BRINC's two core products reflect different phases of this vision. The Lemur is a ruggedized indoor drone built for SWAT teams. It features a tungsten carbide wheel spinning at roughly 30,000 RPM that can breach glass, onboard LiDAR generating approximately 500,000 points per second to map floor plans in real time, 4K and thermal imaging, two-way voice communication, and a self-righting capability if it crashes inverted. Vegas Metro was BRINC's first customer. Today approximately 20% of SWAT teams nationally are actively using the Lemur, with BRINC claiming to have sold to 40 to 50% of the directly addressable market when small, under-resourced departments are excluded.
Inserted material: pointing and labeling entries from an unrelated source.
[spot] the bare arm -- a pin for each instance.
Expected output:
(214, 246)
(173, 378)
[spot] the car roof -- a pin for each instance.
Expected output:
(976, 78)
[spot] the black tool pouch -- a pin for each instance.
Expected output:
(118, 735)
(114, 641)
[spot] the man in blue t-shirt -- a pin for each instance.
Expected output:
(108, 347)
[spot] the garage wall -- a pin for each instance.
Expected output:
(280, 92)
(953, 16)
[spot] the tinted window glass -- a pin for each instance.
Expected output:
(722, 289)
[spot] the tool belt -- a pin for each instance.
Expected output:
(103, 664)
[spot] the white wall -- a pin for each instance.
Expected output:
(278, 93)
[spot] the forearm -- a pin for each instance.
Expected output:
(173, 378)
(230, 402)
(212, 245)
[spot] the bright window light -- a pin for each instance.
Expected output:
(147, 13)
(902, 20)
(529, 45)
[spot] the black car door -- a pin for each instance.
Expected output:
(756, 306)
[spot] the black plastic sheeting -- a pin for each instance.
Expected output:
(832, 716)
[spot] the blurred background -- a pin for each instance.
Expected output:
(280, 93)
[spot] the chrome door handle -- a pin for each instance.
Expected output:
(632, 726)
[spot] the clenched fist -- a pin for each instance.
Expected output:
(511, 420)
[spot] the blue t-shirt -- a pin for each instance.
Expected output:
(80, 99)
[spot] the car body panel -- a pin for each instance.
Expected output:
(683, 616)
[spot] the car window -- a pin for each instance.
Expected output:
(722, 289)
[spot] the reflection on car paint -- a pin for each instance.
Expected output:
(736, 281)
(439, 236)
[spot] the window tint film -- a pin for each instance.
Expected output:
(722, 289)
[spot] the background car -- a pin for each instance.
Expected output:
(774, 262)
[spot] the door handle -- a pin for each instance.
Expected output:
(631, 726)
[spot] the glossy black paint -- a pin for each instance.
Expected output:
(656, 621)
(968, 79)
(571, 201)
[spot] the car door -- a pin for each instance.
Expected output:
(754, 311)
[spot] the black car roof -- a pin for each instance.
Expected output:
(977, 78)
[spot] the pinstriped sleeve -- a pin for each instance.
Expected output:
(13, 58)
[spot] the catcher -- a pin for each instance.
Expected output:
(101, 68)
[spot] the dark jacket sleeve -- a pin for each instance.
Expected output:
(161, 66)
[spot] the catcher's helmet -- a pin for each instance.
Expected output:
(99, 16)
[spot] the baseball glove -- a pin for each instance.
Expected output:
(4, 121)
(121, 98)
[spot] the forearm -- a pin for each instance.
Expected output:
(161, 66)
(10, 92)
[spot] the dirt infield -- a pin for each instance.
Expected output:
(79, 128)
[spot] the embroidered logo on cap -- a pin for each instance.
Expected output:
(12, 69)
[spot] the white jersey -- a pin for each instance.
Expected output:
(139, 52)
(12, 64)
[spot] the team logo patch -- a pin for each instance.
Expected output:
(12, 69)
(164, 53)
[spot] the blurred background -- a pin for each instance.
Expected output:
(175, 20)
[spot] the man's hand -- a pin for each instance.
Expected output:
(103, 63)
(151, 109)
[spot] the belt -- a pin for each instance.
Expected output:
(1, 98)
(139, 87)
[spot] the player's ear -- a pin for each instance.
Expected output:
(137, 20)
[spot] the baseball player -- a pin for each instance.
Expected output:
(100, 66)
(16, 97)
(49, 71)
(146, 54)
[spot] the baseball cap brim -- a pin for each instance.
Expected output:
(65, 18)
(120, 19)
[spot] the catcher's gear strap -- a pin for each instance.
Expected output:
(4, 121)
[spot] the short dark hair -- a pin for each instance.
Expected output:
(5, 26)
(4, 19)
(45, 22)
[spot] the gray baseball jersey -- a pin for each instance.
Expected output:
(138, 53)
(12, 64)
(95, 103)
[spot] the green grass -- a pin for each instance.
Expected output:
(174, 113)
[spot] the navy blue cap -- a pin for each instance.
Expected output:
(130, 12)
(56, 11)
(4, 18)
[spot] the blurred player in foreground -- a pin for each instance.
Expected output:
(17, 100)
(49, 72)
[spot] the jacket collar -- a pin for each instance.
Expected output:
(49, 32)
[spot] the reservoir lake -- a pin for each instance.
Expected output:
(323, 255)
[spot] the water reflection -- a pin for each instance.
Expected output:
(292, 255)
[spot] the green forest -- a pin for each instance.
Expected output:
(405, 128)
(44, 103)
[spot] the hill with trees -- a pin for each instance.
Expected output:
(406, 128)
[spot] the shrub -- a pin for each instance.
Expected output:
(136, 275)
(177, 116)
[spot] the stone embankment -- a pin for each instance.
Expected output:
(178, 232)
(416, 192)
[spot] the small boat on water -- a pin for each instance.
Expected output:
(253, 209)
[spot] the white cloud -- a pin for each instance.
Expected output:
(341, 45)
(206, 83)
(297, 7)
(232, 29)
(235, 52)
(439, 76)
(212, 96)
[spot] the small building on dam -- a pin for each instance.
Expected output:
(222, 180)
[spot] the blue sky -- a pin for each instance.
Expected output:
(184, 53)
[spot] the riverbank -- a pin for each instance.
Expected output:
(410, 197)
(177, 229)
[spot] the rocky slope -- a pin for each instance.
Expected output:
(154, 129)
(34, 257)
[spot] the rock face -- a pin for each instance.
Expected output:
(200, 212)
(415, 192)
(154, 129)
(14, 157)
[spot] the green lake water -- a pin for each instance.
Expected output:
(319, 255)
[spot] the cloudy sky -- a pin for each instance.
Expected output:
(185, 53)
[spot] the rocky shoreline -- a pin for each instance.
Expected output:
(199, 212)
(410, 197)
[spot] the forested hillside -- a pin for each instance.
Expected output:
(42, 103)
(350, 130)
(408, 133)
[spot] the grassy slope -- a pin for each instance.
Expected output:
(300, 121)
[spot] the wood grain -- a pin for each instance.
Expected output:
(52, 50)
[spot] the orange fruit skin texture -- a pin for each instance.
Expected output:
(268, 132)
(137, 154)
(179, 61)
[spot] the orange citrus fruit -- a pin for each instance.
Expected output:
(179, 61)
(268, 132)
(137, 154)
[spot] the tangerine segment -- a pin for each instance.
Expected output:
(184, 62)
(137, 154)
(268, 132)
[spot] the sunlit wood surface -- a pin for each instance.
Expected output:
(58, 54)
The second product, the Responder, is a purpose-built 911-response drone that launched roughly a year ago. It deploys autonomously from recharging pods mounted on police and fire station rooftops, integrates directly with computer-aided dispatch software to capture GPS coordinates from incoming 911 calls, identifies the nearest drone with sufficient battery, and launches without human initiation. Each unit covers approximately 20 square miles of jurisdiction. On arrival, the drone can orbit, stream thermal and 4K video to responders, enable two-way communication, or deliver medical payloads including Narcan, defibrillators, or personal flotation devices. A teleoperator can take manual control at any point. The system gives each drone a direct phone number, enabling voice communication with individuals inside structures without requiring a stable data connection.
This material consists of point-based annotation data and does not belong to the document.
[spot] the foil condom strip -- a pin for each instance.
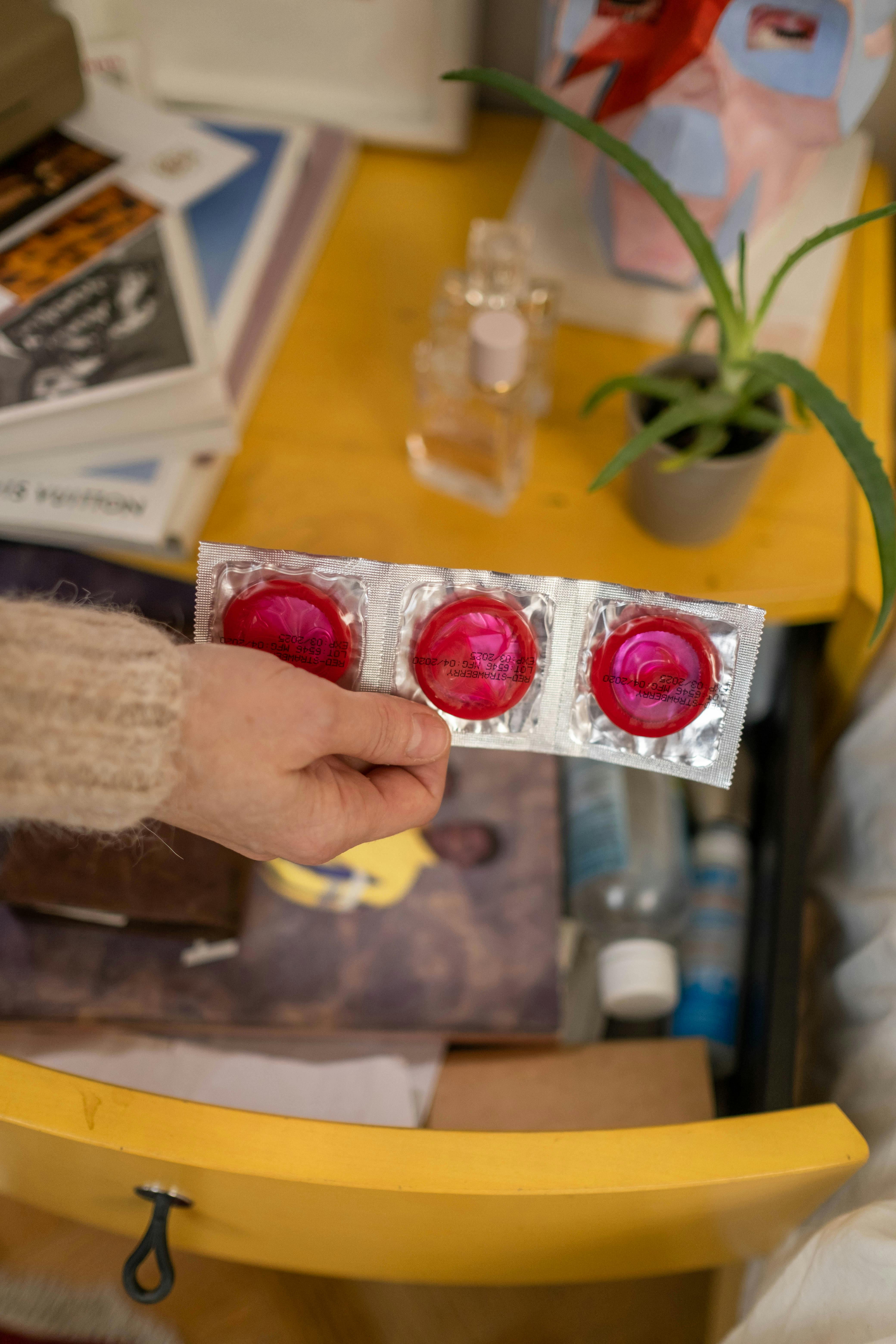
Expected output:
(512, 662)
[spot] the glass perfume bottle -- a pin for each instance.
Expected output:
(498, 277)
(473, 439)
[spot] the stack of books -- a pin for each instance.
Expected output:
(148, 264)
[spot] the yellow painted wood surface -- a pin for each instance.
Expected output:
(323, 467)
(222, 1303)
(871, 397)
(421, 1206)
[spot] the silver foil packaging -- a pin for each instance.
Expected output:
(518, 662)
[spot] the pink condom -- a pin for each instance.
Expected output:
(295, 622)
(475, 658)
(653, 674)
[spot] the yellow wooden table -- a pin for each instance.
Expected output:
(324, 470)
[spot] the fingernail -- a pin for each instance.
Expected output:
(428, 738)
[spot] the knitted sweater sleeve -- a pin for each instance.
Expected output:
(90, 706)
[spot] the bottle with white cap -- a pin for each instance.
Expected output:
(628, 877)
(475, 428)
(714, 943)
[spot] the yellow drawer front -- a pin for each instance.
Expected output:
(421, 1206)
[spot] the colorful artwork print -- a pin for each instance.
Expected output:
(733, 101)
(70, 241)
(115, 320)
(45, 171)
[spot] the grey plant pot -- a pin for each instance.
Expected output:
(703, 502)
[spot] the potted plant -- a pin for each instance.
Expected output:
(703, 427)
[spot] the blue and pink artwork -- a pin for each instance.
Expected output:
(733, 101)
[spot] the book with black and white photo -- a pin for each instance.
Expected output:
(250, 244)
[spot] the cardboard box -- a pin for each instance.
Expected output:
(610, 1085)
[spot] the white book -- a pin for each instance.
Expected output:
(568, 248)
(256, 241)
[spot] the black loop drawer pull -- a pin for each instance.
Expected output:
(155, 1241)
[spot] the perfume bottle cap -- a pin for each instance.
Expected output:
(295, 622)
(475, 658)
(653, 674)
(498, 350)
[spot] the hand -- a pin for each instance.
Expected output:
(264, 764)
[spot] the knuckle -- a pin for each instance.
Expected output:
(387, 736)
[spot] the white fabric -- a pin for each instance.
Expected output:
(833, 1280)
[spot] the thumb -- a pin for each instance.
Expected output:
(385, 729)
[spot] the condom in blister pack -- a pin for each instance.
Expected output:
(519, 662)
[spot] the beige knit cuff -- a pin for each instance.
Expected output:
(90, 706)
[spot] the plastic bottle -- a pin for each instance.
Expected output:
(627, 871)
(712, 948)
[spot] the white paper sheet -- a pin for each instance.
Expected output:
(167, 158)
(353, 1080)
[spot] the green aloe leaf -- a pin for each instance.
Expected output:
(706, 408)
(762, 420)
(708, 441)
(816, 241)
(664, 389)
(858, 450)
(691, 232)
The addressable market math is material. The U.S. has 20,000 police departments, 30,000 fire departments, and 80,000 police and fire stations. Resnick estimates roughly half of those buildings — 40,000 sites — will eventually carry a drone recharging pod. BRINC charges between $60,000 and $160,000 per site per year. At conservative capture assumptions, the domestic market alone represents approximately $3 billion in annual recurring revenue. Adding international markets — excluding Russia, China, Iran, and allied adversaries — brings the total addressable opportunity to roughly $6 billion. Resnick cites Axon, currently trading at approximately 20x revenue, as the closest public comparable. Contracts are structured as five-year programs that include hardware refreshes at years 2.5 and 5, repair or replacement coverage, unlimited software licenses, data storage, and FAA regulatory support.
Near-term expansion targets private security, industrial automation, and homeland security rather than consumer markets, though Resnick does not rule out consumer products over a longer horizon. A new drone launch is planned for Q1 2026, with Resnick strongly implying Starlink integration for connectivity — a technical gap he identifies as one of the most significant current bottlenecks alongside cellular dead zones at altitude. AI-driven visual-inertial odometry is already embedded in the Lemur for GPS-denied localization indoors and near large structures. On wildfires, Resnick sees near-term value in early detection via solar-powered autonomous drone pods in high-risk zones, logistics support in terrain inaccessible to ground vehicles, and longer-term potential for drone swarms actively fighting fires.